Ontario MPP
- In office 1975–1990
- Preceded by: Jim Allan
- Succeeded by: Norm Jamison
- Constituency: Norfolk

Personal details
- Born: February 26, 1924 Jarvis, Ontario, Canada
- Died: February 23, 2021 (aged 96) Jarvis, Ontario, Canada
- Party: Liberal
- Spouse(s): Reta Mae Johnson (m. May 28, 1949–Sept 10 1973) Shirley June Earl (m. Feb. 14, 1976-Feb 11 2017)
- Children: 4
- Occupation: Farmer

= Gord Miller (politician) =

Canadian politician (1924–2021)

Gordon Irwin Miller (February 26, 1924 – February 23, 2021) was a politician in Ontario, Canada. He served in the Legislative Assembly of Ontario as a Liberal from 1975 to 1990.

==Background==
Miller was educated in Jarvis and worked as a farmer. Miller's son Doug was a candidate of the Ontario Liberal Party in 1999 in the riding of Haldimand—Norfolk—Brant.

==Politics==
He was a school trustee from 1960 to 1967, a councillor from 1968 to 1971, a reeve from 1971 to 1973 and a regional councillor from 1973 to 1975.

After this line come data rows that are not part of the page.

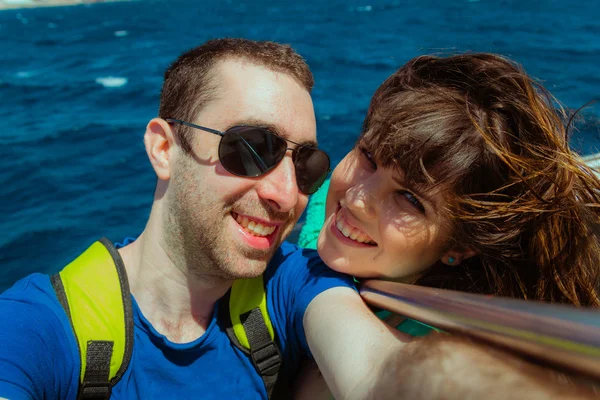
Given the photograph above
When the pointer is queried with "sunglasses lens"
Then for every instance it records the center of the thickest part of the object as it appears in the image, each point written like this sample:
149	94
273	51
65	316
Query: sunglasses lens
250	151
312	166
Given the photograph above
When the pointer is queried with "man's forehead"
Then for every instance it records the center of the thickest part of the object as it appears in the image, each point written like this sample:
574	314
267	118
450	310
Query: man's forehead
249	94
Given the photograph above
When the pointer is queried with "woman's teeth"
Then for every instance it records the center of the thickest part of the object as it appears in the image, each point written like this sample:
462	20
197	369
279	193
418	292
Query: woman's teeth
351	232
254	228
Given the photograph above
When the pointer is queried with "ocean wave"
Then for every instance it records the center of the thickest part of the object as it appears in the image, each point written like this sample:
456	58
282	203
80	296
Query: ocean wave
112	81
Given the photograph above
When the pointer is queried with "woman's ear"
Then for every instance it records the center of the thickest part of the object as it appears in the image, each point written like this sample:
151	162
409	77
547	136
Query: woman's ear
159	142
457	255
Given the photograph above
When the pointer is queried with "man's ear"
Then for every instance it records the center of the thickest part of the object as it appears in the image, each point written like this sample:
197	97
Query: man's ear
159	141
457	255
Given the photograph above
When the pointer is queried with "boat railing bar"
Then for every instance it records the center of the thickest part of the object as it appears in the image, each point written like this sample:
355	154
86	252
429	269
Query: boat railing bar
565	336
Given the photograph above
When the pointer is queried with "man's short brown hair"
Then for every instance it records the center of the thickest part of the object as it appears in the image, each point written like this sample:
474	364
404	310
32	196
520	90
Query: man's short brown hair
188	84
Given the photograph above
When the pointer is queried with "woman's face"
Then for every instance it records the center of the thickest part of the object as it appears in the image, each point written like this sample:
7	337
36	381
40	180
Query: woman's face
378	227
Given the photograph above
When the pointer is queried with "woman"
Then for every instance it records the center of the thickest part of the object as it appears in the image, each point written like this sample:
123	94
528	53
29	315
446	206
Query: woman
463	179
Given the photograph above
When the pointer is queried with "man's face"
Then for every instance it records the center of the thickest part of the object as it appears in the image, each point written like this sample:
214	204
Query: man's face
215	215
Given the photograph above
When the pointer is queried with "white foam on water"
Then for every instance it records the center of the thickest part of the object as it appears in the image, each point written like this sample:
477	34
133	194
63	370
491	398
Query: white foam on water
111	81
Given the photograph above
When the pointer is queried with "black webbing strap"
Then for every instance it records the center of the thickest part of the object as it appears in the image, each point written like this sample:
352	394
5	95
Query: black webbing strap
263	350
95	385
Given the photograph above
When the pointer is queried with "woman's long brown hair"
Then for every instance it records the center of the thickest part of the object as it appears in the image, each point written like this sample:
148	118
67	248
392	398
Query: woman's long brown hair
494	142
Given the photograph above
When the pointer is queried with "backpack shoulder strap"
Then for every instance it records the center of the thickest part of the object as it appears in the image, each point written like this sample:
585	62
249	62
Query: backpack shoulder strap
250	328
94	292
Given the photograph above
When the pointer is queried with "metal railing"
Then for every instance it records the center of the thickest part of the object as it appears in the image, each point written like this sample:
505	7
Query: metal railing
566	336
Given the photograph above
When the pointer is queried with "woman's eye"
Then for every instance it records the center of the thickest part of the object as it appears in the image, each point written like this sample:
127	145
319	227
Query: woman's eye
368	157
411	198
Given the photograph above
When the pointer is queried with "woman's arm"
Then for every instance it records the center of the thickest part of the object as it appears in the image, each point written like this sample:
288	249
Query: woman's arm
360	358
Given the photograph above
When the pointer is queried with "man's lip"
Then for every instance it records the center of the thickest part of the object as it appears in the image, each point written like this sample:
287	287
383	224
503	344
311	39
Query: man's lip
276	224
259	242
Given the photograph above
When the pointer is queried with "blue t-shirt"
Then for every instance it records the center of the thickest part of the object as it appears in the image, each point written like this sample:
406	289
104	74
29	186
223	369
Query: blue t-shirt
39	357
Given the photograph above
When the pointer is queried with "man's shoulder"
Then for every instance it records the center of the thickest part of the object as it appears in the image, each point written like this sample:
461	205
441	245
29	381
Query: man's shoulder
34	287
34	297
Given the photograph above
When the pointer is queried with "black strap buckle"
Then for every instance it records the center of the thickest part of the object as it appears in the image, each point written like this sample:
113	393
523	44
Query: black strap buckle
94	390
266	358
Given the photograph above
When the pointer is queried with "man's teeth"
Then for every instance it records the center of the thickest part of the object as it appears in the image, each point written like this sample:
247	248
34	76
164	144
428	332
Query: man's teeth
351	232
253	227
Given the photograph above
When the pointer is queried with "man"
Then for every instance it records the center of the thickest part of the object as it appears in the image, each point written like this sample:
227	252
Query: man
228	193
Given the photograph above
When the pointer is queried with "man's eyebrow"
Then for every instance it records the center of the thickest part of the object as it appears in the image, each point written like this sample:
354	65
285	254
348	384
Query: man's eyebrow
275	129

He was elected to the Ontario legislature in the 1975 provincial election, defeating Progressive Conservative Jim Allan by 1,955 votes in the rural riding of Haldimand—Norfolk. He was re-elected by a greater margin in the 1977 election, and again in 1981, 1985 and 1987.

He was defeated in the 1990 provincial election, losing to NDP candidate Norm Jamison by almost 4,000 votes.